Brzezinski salutes Ukraine's achievements since it achieved independence in 1991 (except for a brief three years after the Bolshevik revolution it was under Russian rule from 1654 when the Cossack leader Bohdan Khmelnytsky sought help from there for his rising against Polish rule). But he says it will be up to Ukrainians themselves to make the progress required to join up with an enlarged EU (including Turkey) over the next generation.

Preferably this would be in tandem with the US, so that Russia's constructive engagement with both could be guaranteed, closing off its imperial option. If this fails, Ukraine could repeat in the 21st century Poland's fate in the 18th, to be partitioned between competing powers.

In Moscow geopolitics has also enjoyed a renewal in the last 10 years, as its strategists came to terms with the end of the USSR.

Clearly Putin is not reconciled to such a foreclosure. One faction close to him has suggested rewriting Mackinder's formula as follows: "Who controls the heartland possesses an efficient means to command world politics, by maintaining the geopolitical balance and the balance of power in the world. Stable peace is unthinkable without it."
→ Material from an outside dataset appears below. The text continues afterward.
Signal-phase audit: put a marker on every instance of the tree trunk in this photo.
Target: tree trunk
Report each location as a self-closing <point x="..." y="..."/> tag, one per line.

EU leaders have a huge responsibility and opportunity to modify and mediate US-Russian competition by engaging constructively with Ukraine and Russia through this crisis.

This year they launched a European Neighbourhood Policy to tackle relations with their "near abroad" following EU enlargement. It is being implemented variously with Morocco, Tunisia, Egypt, Israel, Ukraine and Moldova. It has a stronger political emphasis on democracy, good governance and human rights, than on the economic and developmental goals previously involved.

Ukraine refused to sign the action plan last July, saying it did not go far enough, influenced by Putin's new para-imperial activism.

Besides, the implication they are not European is resented, when many of them want to join the EU eventually.

This crisis should force EU leaders to think beyond such a structure towards a selective sharing of sovereignty and new institutions stopping short of full EU membership with Ukraine - and with Russia.

Otherwise events will outpace their capacity, and that of a young Ukrainian democracy, to chart the way towards a stable and peaceful Euro-Asian heartland.